Fairness and Machine-Learning Models
If a machine-learning model is biased, it may be impossible to remove this bias later. If, for example, an unbalanced dataset focuses on skin color, predictions will be both unfair and unreliable in the real world.
MIT researchers have found that machine-learning models popular for image recognition tasks can encode bias when trained on unbalanced data. When that happens—fixing it down the road is virtually impossible.
So, the researchers came up with a new fairness technique. When used, the model can produce fair outputs even when trained on unfair data. The team will present the research at the International Conference on Learning Representations.
The technique is known as deep metric learning, whereby a neural network learns the similarity between objects by mapping similar photos close together and dissimilar photos far apart. The neural network maps images in an “embedding space” where a similarity metric between photos corresponds to their distance.

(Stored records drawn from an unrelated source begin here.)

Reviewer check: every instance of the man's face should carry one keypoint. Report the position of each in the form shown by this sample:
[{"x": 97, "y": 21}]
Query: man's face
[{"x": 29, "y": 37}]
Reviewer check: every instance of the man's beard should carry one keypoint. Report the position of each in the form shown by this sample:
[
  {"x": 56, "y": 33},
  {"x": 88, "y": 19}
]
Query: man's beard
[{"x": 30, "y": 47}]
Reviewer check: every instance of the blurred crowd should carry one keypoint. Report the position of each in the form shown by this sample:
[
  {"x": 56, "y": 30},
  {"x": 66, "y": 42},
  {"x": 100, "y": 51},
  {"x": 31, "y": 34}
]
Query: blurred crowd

The researchers ran several experiments on models with unfair similarity metrics and could not overcome the bias the model had learned in its embedding space. The only way to solve this problem is to ensure the embedding space is fair to begin with.
Their solution, called Partial Attribute Decorrelation (PARADE), involves training the model to learn a separate similarity metric for a sensitive attribute and then decorrelate from the targeted similarity metric. Because the user can control the decorrelation between similarity metrics, this method is applicable in many situations.
Moving forward, researchers are interested in studying how to force a deep metric learning model to learn good features in the first place.